Millennium Post

Birthday boy Rajan doesn’t let India Inc party

Fifty-two-year-old Rajan, who became RBI chief in September 2013, chose to keep interest rates unchanged for the seventh time, out of 11 monetary policy decisions taken under his regime so far.

At the post policy press conference here, reporters wished him ‘happy birthday’, which he acknowledged with a smile but did not say anything. “Given that there have been no substantial new developments on the disinflationary process or on the fiscal outlook since January 15, it is appropriate for the RBI to await them and maintain the current interest rate stance,” RBI Governor Raghuram Rajan said in the sixth bi-monthly monetary policy statement. This stance follows a surprise rate cut by RBI on January 15 to tackle disinflationary pressure.

Accordingly, the RBI left the short-term lending rate or repo rate at 7.75 per cent and the cash balance requirement on the lenders or CRR at 4 per cent. But to help exports sector, which of late has been struggling following more headwinds in the global economy, the central bank has decided to replace export credit refinance facility with the provision of system level liquidity with effect from February 7.

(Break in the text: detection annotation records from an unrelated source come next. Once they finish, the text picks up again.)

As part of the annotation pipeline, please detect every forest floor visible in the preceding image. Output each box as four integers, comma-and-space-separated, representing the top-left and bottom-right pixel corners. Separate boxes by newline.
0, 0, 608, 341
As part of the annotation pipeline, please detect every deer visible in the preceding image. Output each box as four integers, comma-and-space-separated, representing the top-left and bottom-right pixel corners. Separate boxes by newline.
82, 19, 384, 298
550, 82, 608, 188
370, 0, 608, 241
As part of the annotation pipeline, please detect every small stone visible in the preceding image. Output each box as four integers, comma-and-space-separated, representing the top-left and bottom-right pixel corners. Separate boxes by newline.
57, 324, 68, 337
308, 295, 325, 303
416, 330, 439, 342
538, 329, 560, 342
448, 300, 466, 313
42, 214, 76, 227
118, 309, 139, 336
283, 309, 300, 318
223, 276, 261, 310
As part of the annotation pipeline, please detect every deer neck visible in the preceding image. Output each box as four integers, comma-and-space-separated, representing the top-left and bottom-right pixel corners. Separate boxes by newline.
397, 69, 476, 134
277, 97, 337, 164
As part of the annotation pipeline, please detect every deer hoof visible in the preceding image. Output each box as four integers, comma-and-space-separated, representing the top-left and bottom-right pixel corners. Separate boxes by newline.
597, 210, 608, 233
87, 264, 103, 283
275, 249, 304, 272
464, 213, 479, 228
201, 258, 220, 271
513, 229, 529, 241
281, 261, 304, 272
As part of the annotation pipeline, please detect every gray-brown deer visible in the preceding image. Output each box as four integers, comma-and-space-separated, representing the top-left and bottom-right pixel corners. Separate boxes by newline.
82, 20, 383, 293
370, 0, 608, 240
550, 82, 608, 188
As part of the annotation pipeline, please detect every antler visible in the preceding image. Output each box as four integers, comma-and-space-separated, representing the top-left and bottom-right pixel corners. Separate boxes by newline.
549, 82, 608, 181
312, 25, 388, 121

Also, RBI slashed Statutory Liquidity Ratio (SLR), a percentage of funds banks have to necessarily park with RBI, by 50 basis points to 21.5 per cent. On inflation, the policy document took consolation in the declining trend and noted that even the upturn in December turned out to be muted relative to projections.

“Heightened volatility in global financial markets, including through the exchange rate channel, also constitute a significant risk to the inflation assessment. Looking ahead, inflation is likely to be around the target level of 6 per cent by January next.” Talking about the path of inflation in 2015-16, Rajan said: “The Reserve Bank will keenly monitor the revision in CPI, which will rebase the index to 2012 and incorporate a more representative consumption basket along with methodological improvements”.

Despite fiscal deficit touching 99 per cent by November, the Governor said he was confident that the government will not miss the budgeted 4.1 per cent target. On the surprise 25 bps rate cut on January 15, he said the decision was led by falling inflationary expectations and data on weak commodity prices and muted rural wage growth.

“Having committed in public statements to initiate a change in the monetary policy stance as soon as incoming data permitted, the Reserve Bank cut the policy rate on January 15,” he added.

Referring to economic growth, RBI said that though revision in the base year for GDP and calculation methods will mean some revision in GDP growth numbers for 2014-15 as well as in the forecasts, growth expectations should be tempered.